Improving Multi-Step Reasoning Abilities of Large Language Models with Direct Advantage Policy Optimization
Jiacai Liu, Chaojie Wang, Chris Yuhao Liu, Liang Zeng, Rui Yan, Yiwen Sun, Yang Liu, Yahui Zhou
TL;DR
This work tackles the sparsity and instability challenges of RLHF in improving LLM reasoning by introducing Direct Advantage Policy Optimization (DAPO), a step-level offline RL method that uses a pretrained critic to predict per-step reasoning quality and provide dense learning signals. By decoupling the training of the actor and critic and optimizing with a quadratic loss that aligns scaled advantages with log-policy ratios, DAPO achieves stable, monotonic policy improvement under reasonable exploration assumptions. The authors provide theoretical guarantees and demonstrate substantial performance gains on mathematical and coding benchmarks across both standard and RL-finetuned models, with iterative DAPO offering further improvements. The results indicate that step-level, offline RLHF with a critic can generalize beyond the training prompts and enhance complex reasoning tasks while mitigating instability inherent in traditional actor-critic methods.
Abstract
The role of reinforcement learning (RL) in enhancing the reasoning of large language models (LLMs) is becoming increasingly significant. Despite the success of RL in many scenarios, there are still many challenges in improving the reasoning of LLMs. One challenge is the sparse reward, which makes optimization difficult for RL and necessitates a large amount of data samples.
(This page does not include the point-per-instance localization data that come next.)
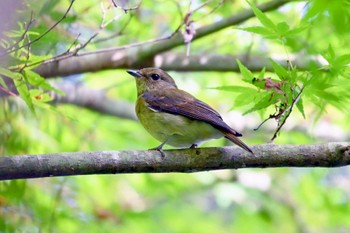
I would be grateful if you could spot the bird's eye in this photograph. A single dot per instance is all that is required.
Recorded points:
(155, 76)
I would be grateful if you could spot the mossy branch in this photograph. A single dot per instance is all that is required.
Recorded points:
(184, 160)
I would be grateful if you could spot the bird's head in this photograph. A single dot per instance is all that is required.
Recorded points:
(148, 79)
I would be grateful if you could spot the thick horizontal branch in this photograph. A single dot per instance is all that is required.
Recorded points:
(184, 160)
(216, 62)
(140, 54)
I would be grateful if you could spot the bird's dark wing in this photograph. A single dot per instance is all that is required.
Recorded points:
(178, 102)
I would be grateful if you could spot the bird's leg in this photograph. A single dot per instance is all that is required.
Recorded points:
(160, 148)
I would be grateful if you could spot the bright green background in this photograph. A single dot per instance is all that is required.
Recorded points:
(246, 200)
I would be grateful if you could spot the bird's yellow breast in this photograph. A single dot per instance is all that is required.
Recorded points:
(180, 131)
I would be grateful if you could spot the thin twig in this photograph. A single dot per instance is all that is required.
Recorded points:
(288, 111)
(7, 91)
(26, 29)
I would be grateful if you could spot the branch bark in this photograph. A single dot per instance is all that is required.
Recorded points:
(140, 54)
(183, 160)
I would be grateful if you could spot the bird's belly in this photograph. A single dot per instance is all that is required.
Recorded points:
(178, 131)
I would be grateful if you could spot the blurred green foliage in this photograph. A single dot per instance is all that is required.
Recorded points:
(247, 200)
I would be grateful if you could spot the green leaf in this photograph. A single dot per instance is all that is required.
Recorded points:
(24, 93)
(36, 80)
(260, 30)
(262, 17)
(10, 74)
(264, 102)
(243, 99)
(343, 60)
(282, 28)
(297, 30)
(239, 89)
(329, 55)
(300, 107)
(3, 83)
(247, 75)
(280, 70)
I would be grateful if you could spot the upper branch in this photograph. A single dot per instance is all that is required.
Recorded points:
(185, 160)
(140, 54)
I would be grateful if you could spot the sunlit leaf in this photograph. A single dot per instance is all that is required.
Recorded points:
(24, 93)
(247, 75)
(280, 70)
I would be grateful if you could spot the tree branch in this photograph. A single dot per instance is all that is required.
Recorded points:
(184, 160)
(140, 54)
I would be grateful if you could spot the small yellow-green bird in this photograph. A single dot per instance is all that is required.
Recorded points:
(175, 117)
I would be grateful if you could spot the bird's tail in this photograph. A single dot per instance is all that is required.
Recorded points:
(237, 141)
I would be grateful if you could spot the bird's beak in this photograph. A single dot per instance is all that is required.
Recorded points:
(135, 73)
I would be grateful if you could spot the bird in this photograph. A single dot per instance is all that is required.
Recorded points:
(175, 117)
Another challenge stems from the inherent instability of RL, particularly when using Actor-Critic (AC) methods to derive optimal policies, which often leads to unstable training processes. To address these issues, we introduce Direct Advantage Policy Optimization (DAPO), an novel step-level offline RL algorithm. Unlike standard alignment that rely solely outcome rewards to optimize policies (such as DPO), DAPO employs a critic function to predict the reasoning accuracy at each step, thereby generating dense signals to refine the generation strategy. Additionally, the Actor and Critic components in DAPO are trained independently, avoiding the co-training instability observed in standard AC algorithms like PPO. We train DAPO on mathematical and code query datasets and then evaluate its performance on multiple benchmarks. Our results show that DAPO can effectively enhance the mathematical and code capabilities on both SFT models and RL models, demonstrating the effectiveness of DAPO.